Humanités Numeriques: Validation

Alexey Koshevoy

11/19/2020

1. Plots

To categorize each collector, I transformed the data about their collection in a binary vector of dummy variables. That is, each collector is represented as a binary vector of a length 1007, each digit representing a presence or absence of a particular type of object (Céramique or Curiosités or any other category from the DB). The same operation can be done for each city as well. The notebook with all of the pre-processing can be found here.

1.1. Distributions, long tails, etc.

Let’s look at the city distribution first:

data_m %>% 
  group_by(Ville) %>%
  summarize(Count=n()) %>%
  arrange(Count) %>%
  filter(Count > 20) %>%
  ggplot(aes(y=reorder(Ville, Count), x=Count))+
  geom_bar(stat='identity', aes(fill=Ville))+
  theme_minimal()+
  theme(plot.background = element_rect(fill = "#fffff8"))+
  scale_color_viridis()+
  theme(axis.title.y=element_blank(), 
        legend.position = "none")+
  labs(x='Number types of objects')

As it can be seen from the plot below, small cities tent to have < 20 types, therefore let’s stick with the first 13.

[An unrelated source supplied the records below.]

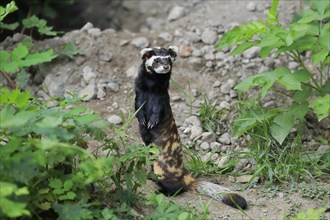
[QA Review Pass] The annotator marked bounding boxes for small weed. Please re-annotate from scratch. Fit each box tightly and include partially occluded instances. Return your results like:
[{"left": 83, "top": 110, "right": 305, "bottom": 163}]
[{"left": 199, "top": 97, "right": 222, "bottom": 132}]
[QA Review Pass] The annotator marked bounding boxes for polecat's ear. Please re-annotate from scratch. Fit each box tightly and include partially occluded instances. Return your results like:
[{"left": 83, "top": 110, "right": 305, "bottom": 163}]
[
  {"left": 168, "top": 46, "right": 179, "bottom": 58},
  {"left": 140, "top": 48, "right": 153, "bottom": 60}
]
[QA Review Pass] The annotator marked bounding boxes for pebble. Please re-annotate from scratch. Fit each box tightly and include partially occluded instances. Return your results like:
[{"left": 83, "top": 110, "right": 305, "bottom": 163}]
[
  {"left": 288, "top": 61, "right": 300, "bottom": 71},
  {"left": 218, "top": 155, "right": 230, "bottom": 167},
  {"left": 131, "top": 37, "right": 150, "bottom": 48},
  {"left": 246, "top": 2, "right": 257, "bottom": 11},
  {"left": 202, "top": 29, "right": 218, "bottom": 44},
  {"left": 219, "top": 101, "right": 230, "bottom": 110},
  {"left": 179, "top": 44, "right": 192, "bottom": 57},
  {"left": 159, "top": 32, "right": 173, "bottom": 41},
  {"left": 79, "top": 83, "right": 96, "bottom": 102},
  {"left": 80, "top": 22, "right": 94, "bottom": 31},
  {"left": 106, "top": 80, "right": 119, "bottom": 92},
  {"left": 243, "top": 46, "right": 260, "bottom": 59},
  {"left": 98, "top": 53, "right": 112, "bottom": 62},
  {"left": 215, "top": 51, "right": 226, "bottom": 60},
  {"left": 108, "top": 115, "right": 123, "bottom": 125},
  {"left": 83, "top": 66, "right": 96, "bottom": 84},
  {"left": 200, "top": 142, "right": 210, "bottom": 150},
  {"left": 184, "top": 115, "right": 202, "bottom": 127},
  {"left": 210, "top": 142, "right": 221, "bottom": 152},
  {"left": 87, "top": 28, "right": 102, "bottom": 37},
  {"left": 204, "top": 52, "right": 215, "bottom": 60},
  {"left": 126, "top": 65, "right": 139, "bottom": 78},
  {"left": 317, "top": 145, "right": 330, "bottom": 153},
  {"left": 167, "top": 5, "right": 185, "bottom": 21},
  {"left": 201, "top": 131, "right": 215, "bottom": 142},
  {"left": 218, "top": 132, "right": 231, "bottom": 145},
  {"left": 190, "top": 125, "right": 203, "bottom": 140}
]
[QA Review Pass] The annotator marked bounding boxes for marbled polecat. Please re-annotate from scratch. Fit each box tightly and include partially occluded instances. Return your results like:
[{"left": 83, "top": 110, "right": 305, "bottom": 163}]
[{"left": 135, "top": 46, "right": 247, "bottom": 209}]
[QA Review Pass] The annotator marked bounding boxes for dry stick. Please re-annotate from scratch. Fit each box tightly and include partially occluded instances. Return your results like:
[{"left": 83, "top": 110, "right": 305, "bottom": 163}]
[{"left": 0, "top": 71, "right": 17, "bottom": 89}]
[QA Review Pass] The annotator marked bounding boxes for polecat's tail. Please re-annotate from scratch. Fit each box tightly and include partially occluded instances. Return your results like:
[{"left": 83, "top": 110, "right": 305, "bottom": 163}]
[{"left": 196, "top": 181, "right": 247, "bottom": 209}]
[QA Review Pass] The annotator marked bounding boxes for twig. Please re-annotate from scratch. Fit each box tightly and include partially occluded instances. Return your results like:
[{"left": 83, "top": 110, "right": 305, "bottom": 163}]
[{"left": 0, "top": 71, "right": 17, "bottom": 89}]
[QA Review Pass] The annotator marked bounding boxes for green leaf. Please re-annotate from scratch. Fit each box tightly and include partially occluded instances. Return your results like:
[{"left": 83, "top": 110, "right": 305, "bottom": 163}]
[
  {"left": 309, "top": 95, "right": 330, "bottom": 121},
  {"left": 230, "top": 41, "right": 259, "bottom": 56},
  {"left": 22, "top": 15, "right": 57, "bottom": 36},
  {"left": 49, "top": 179, "right": 62, "bottom": 189},
  {"left": 270, "top": 112, "right": 294, "bottom": 144},
  {"left": 11, "top": 43, "right": 29, "bottom": 62},
  {"left": 267, "top": 0, "right": 279, "bottom": 23},
  {"left": 60, "top": 42, "right": 84, "bottom": 59},
  {"left": 312, "top": 49, "right": 330, "bottom": 64},
  {"left": 0, "top": 1, "right": 18, "bottom": 22},
  {"left": 288, "top": 101, "right": 308, "bottom": 120}
]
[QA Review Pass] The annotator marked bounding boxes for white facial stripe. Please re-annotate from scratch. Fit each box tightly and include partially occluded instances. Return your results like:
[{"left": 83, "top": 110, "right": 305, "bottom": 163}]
[{"left": 145, "top": 55, "right": 174, "bottom": 74}]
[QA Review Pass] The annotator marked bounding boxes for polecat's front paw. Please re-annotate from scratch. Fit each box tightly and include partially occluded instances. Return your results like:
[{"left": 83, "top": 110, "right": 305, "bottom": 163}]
[{"left": 147, "top": 116, "right": 159, "bottom": 129}]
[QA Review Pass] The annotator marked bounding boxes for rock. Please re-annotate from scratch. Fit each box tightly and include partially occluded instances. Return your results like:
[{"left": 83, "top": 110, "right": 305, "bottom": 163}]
[
  {"left": 96, "top": 87, "right": 107, "bottom": 100},
  {"left": 178, "top": 44, "right": 192, "bottom": 57},
  {"left": 205, "top": 60, "right": 213, "bottom": 68},
  {"left": 171, "top": 95, "right": 182, "bottom": 102},
  {"left": 146, "top": 17, "right": 165, "bottom": 30},
  {"left": 192, "top": 49, "right": 202, "bottom": 57},
  {"left": 167, "top": 5, "right": 185, "bottom": 21},
  {"left": 243, "top": 46, "right": 260, "bottom": 59},
  {"left": 185, "top": 32, "right": 201, "bottom": 43},
  {"left": 79, "top": 83, "right": 96, "bottom": 102},
  {"left": 108, "top": 115, "right": 123, "bottom": 125},
  {"left": 210, "top": 142, "right": 221, "bottom": 152},
  {"left": 201, "top": 152, "right": 212, "bottom": 162},
  {"left": 87, "top": 28, "right": 102, "bottom": 37},
  {"left": 220, "top": 82, "right": 232, "bottom": 95},
  {"left": 106, "top": 80, "right": 119, "bottom": 92},
  {"left": 204, "top": 52, "right": 215, "bottom": 60},
  {"left": 288, "top": 61, "right": 300, "bottom": 71},
  {"left": 218, "top": 155, "right": 230, "bottom": 167},
  {"left": 215, "top": 51, "right": 226, "bottom": 60},
  {"left": 317, "top": 145, "right": 330, "bottom": 153},
  {"left": 159, "top": 32, "right": 173, "bottom": 41},
  {"left": 200, "top": 142, "right": 210, "bottom": 150},
  {"left": 126, "top": 65, "right": 139, "bottom": 78},
  {"left": 236, "top": 175, "right": 253, "bottom": 183},
  {"left": 83, "top": 66, "right": 96, "bottom": 84},
  {"left": 184, "top": 115, "right": 202, "bottom": 127},
  {"left": 190, "top": 125, "right": 203, "bottom": 140},
  {"left": 131, "top": 37, "right": 150, "bottom": 48},
  {"left": 98, "top": 53, "right": 112, "bottom": 62},
  {"left": 219, "top": 101, "right": 230, "bottom": 110},
  {"left": 218, "top": 132, "right": 231, "bottom": 145},
  {"left": 80, "top": 22, "right": 94, "bottom": 31},
  {"left": 202, "top": 30, "right": 218, "bottom": 44},
  {"left": 201, "top": 132, "right": 215, "bottom": 142},
  {"left": 246, "top": 2, "right": 257, "bottom": 11}
]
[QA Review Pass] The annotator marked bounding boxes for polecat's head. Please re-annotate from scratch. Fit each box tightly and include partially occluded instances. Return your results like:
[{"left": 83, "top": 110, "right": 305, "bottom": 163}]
[{"left": 140, "top": 46, "right": 178, "bottom": 74}]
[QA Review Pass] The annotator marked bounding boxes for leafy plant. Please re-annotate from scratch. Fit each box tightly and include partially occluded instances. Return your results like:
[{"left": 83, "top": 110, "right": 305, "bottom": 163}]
[
  {"left": 217, "top": 0, "right": 330, "bottom": 144},
  {"left": 0, "top": 1, "right": 19, "bottom": 30},
  {"left": 199, "top": 97, "right": 222, "bottom": 132}
]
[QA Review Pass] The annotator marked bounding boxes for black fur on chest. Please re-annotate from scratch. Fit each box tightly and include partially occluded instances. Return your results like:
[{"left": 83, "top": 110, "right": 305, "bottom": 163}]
[{"left": 135, "top": 48, "right": 176, "bottom": 145}]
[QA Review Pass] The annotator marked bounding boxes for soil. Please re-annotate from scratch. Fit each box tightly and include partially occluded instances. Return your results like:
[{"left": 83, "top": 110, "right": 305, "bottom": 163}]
[{"left": 2, "top": 0, "right": 330, "bottom": 219}]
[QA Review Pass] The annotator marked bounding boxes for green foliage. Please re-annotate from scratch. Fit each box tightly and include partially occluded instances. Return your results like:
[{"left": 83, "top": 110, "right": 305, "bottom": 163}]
[
  {"left": 0, "top": 40, "right": 57, "bottom": 73},
  {"left": 22, "top": 15, "right": 57, "bottom": 36},
  {"left": 0, "top": 1, "right": 19, "bottom": 30},
  {"left": 216, "top": 0, "right": 330, "bottom": 156},
  {"left": 217, "top": 0, "right": 330, "bottom": 144},
  {"left": 291, "top": 208, "right": 326, "bottom": 220},
  {"left": 0, "top": 88, "right": 149, "bottom": 219},
  {"left": 199, "top": 97, "right": 223, "bottom": 132}
]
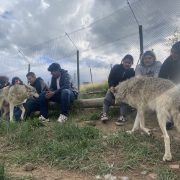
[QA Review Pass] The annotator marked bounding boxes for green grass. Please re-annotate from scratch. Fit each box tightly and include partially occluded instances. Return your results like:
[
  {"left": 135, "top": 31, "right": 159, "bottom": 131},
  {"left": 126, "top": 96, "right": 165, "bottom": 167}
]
[
  {"left": 0, "top": 110, "right": 179, "bottom": 180},
  {"left": 0, "top": 164, "right": 5, "bottom": 180}
]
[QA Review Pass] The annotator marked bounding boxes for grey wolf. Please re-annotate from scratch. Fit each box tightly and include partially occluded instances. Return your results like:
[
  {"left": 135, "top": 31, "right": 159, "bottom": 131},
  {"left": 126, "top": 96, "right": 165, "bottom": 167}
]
[
  {"left": 101, "top": 54, "right": 135, "bottom": 125},
  {"left": 40, "top": 63, "right": 76, "bottom": 122},
  {"left": 113, "top": 77, "right": 180, "bottom": 161},
  {"left": 0, "top": 84, "right": 39, "bottom": 121}
]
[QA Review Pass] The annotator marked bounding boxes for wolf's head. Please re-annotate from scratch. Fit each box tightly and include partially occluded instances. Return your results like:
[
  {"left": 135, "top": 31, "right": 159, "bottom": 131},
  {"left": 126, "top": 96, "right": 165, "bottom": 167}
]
[{"left": 25, "top": 85, "right": 39, "bottom": 98}]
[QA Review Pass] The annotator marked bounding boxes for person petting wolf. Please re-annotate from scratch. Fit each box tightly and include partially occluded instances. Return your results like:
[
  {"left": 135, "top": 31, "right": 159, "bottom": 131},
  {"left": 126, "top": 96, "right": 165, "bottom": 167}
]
[
  {"left": 25, "top": 72, "right": 49, "bottom": 119},
  {"left": 101, "top": 54, "right": 135, "bottom": 126},
  {"left": 39, "top": 63, "right": 78, "bottom": 123},
  {"left": 159, "top": 41, "right": 180, "bottom": 129}
]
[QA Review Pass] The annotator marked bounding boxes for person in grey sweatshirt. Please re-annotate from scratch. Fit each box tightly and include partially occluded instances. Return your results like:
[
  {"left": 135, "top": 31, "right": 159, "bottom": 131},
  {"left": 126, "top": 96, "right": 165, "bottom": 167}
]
[{"left": 135, "top": 51, "right": 162, "bottom": 77}]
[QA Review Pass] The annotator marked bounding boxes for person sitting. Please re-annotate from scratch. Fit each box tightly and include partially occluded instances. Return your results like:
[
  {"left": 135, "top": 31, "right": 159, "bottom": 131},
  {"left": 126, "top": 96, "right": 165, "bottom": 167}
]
[
  {"left": 0, "top": 76, "right": 10, "bottom": 89},
  {"left": 159, "top": 41, "right": 180, "bottom": 129},
  {"left": 101, "top": 54, "right": 135, "bottom": 125},
  {"left": 39, "top": 63, "right": 77, "bottom": 123},
  {"left": 159, "top": 41, "right": 180, "bottom": 84},
  {"left": 135, "top": 51, "right": 162, "bottom": 77},
  {"left": 11, "top": 76, "right": 23, "bottom": 121},
  {"left": 24, "top": 72, "right": 49, "bottom": 119}
]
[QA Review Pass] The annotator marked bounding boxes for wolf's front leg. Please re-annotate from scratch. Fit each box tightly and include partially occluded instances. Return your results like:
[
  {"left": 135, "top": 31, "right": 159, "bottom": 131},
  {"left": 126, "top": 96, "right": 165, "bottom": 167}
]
[
  {"left": 138, "top": 109, "right": 151, "bottom": 136},
  {"left": 157, "top": 110, "right": 172, "bottom": 161},
  {"left": 9, "top": 103, "right": 14, "bottom": 122},
  {"left": 126, "top": 112, "right": 140, "bottom": 134}
]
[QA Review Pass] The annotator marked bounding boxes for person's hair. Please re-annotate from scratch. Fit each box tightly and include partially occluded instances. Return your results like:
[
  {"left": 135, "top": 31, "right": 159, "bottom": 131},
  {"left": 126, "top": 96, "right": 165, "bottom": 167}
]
[
  {"left": 121, "top": 54, "right": 134, "bottom": 64},
  {"left": 26, "top": 72, "right": 36, "bottom": 77},
  {"left": 48, "top": 63, "right": 61, "bottom": 72},
  {"left": 11, "top": 76, "right": 23, "bottom": 85},
  {"left": 172, "top": 41, "right": 180, "bottom": 54},
  {"left": 141, "top": 51, "right": 156, "bottom": 64}
]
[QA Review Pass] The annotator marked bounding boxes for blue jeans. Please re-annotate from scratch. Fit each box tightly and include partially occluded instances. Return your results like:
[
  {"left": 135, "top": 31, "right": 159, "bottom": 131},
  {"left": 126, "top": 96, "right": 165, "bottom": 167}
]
[
  {"left": 24, "top": 98, "right": 40, "bottom": 119},
  {"left": 39, "top": 89, "right": 75, "bottom": 118},
  {"left": 14, "top": 106, "right": 22, "bottom": 121}
]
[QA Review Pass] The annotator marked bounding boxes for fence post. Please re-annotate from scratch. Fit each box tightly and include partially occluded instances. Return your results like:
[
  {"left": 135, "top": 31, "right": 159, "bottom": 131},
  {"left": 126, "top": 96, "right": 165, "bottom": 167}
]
[
  {"left": 77, "top": 50, "right": 80, "bottom": 91},
  {"left": 28, "top": 64, "right": 31, "bottom": 73},
  {"left": 139, "top": 25, "right": 144, "bottom": 57}
]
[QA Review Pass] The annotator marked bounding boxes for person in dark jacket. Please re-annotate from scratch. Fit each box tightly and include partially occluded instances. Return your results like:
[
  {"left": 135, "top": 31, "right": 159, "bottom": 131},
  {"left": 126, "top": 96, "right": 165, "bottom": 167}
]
[
  {"left": 159, "top": 41, "right": 180, "bottom": 129},
  {"left": 101, "top": 54, "right": 135, "bottom": 125},
  {"left": 39, "top": 63, "right": 77, "bottom": 123},
  {"left": 24, "top": 72, "right": 49, "bottom": 119},
  {"left": 135, "top": 51, "right": 162, "bottom": 77},
  {"left": 159, "top": 41, "right": 180, "bottom": 84}
]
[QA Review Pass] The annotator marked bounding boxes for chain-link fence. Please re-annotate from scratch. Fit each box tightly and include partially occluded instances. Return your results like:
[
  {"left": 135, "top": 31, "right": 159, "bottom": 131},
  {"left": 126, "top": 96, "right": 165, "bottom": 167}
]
[{"left": 1, "top": 0, "right": 180, "bottom": 86}]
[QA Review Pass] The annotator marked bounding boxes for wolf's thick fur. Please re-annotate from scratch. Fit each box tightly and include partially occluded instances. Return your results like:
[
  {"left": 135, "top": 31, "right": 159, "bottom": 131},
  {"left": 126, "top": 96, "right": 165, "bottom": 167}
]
[
  {"left": 0, "top": 84, "right": 39, "bottom": 121},
  {"left": 113, "top": 77, "right": 180, "bottom": 161}
]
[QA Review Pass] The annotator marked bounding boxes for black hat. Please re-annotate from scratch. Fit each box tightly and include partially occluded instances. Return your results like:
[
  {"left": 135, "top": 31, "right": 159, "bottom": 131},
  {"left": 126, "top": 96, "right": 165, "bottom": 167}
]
[
  {"left": 48, "top": 63, "right": 61, "bottom": 72},
  {"left": 122, "top": 54, "right": 134, "bottom": 63},
  {"left": 172, "top": 41, "right": 180, "bottom": 54}
]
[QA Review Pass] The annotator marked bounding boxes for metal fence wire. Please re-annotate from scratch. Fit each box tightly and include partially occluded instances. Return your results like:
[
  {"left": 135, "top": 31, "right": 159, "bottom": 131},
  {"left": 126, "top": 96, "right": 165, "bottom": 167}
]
[{"left": 0, "top": 0, "right": 180, "bottom": 83}]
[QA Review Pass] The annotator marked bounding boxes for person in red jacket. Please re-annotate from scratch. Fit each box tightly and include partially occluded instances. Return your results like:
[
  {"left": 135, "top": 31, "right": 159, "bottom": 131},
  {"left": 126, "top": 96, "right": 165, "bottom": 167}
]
[{"left": 101, "top": 54, "right": 135, "bottom": 126}]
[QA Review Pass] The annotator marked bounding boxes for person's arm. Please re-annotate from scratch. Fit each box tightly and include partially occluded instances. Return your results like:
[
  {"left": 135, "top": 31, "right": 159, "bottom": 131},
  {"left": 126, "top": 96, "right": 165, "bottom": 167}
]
[
  {"left": 40, "top": 79, "right": 49, "bottom": 92},
  {"left": 135, "top": 64, "right": 142, "bottom": 76},
  {"left": 108, "top": 65, "right": 118, "bottom": 87},
  {"left": 154, "top": 61, "right": 162, "bottom": 77},
  {"left": 158, "top": 60, "right": 170, "bottom": 79}
]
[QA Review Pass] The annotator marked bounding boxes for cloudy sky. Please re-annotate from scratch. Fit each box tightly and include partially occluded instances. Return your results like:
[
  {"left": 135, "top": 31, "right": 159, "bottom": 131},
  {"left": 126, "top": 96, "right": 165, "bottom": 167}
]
[{"left": 0, "top": 0, "right": 180, "bottom": 86}]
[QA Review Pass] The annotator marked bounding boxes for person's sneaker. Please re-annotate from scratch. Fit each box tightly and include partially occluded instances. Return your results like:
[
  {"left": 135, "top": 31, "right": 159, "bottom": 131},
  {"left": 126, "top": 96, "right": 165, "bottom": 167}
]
[
  {"left": 115, "top": 116, "right": 126, "bottom": 126},
  {"left": 57, "top": 114, "right": 68, "bottom": 123},
  {"left": 166, "top": 121, "right": 174, "bottom": 130},
  {"left": 39, "top": 115, "right": 49, "bottom": 122},
  {"left": 101, "top": 113, "right": 108, "bottom": 122}
]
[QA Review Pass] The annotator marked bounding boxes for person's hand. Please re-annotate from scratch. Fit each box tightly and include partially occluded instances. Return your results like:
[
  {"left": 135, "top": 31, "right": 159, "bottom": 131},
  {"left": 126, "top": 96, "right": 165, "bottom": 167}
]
[
  {"left": 45, "top": 91, "right": 55, "bottom": 99},
  {"left": 109, "top": 86, "right": 115, "bottom": 93}
]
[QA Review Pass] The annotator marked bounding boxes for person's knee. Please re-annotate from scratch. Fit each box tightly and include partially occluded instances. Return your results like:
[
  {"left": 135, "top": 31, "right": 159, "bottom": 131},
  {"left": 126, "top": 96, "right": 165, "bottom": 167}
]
[{"left": 61, "top": 89, "right": 71, "bottom": 98}]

Let’s look at all the cities in the database. However, instead of the city’s name, I will be plotting the rank of the city relative to the number of items types coming from it:

data_m %>% 
  group_by(Ville) %>%
  summarize(Count=n()) %>%
  arrange(desc(Count)) %>%
  mutate(Rank = row_number()) %>%
  ggplot()+
  geom_point(aes(x=Rank, y=Count))+
  theme_minimal()+
  theme(plot.background = element_rect(fill = "#fffff8"))+
  scale_color_viridis()+
  theme(axis.title.y=element_blank(), 
        legend.position = "none")+
  annotate(
    geom = "curve", x = 99, y = 452, xend = 4, yend = 532, 
    curvature = .3, arrow = arrow(length = unit(2, "mm"))
  ) +
  annotate(geom = "text", x = 101, y = 455, label = "Paris", hjust = "left")

Seems like the number of items are distributed across some power law. Let’s try Zipf’s law…:

alpha = 1

data_m %>% 
  group_by(Ville) %>%
  summarize(Count=n()) %>%
  arrange(desc(Count)) %>%
  mutate(Rank = row_number(), 
         zipfs_freq = ifelse(Rank == 1, Count, dplyr::first(Count) / Rank^alpha)) %>%
  ggplot()+
  geom_point(aes(x=log(Rank), y=log(Count)), alpha=0.7)+
  geom_line(aes(x=log(Rank), y=log(zipfs_freq)), color='#26A96C')+
  theme_minimal()+
  theme(plot.background = element_rect(fill = "#fffff8"))+
  labs(x='Log Rank', y='Log N of Items')
## `summarise()` ungrouping output (override with `.groups` argument)

Indeed, the number of items in each city is distributed according to Zipf’s law. For this particular study it means that there is a long tail with similar number of items, which could be potentially ignored.

Needles to say, the exact same thing happens with the object types:

data_m %>% 
  group_by(Objets.collectionnés) %>%
  summarize(Count=n()) %>%
  arrange(desc(Count)) %>%
  mutate(Rank = row_number()) %>%
  ggplot()+
  geom_point(aes(x=Rank, y=Count))+
  theme_minimal()+
  theme(plot.background = element_rect(fill = "#fffff8"))+
  labs(x='Type Rank')
## `summarise()` ungrouping output (override with `.groups` argument)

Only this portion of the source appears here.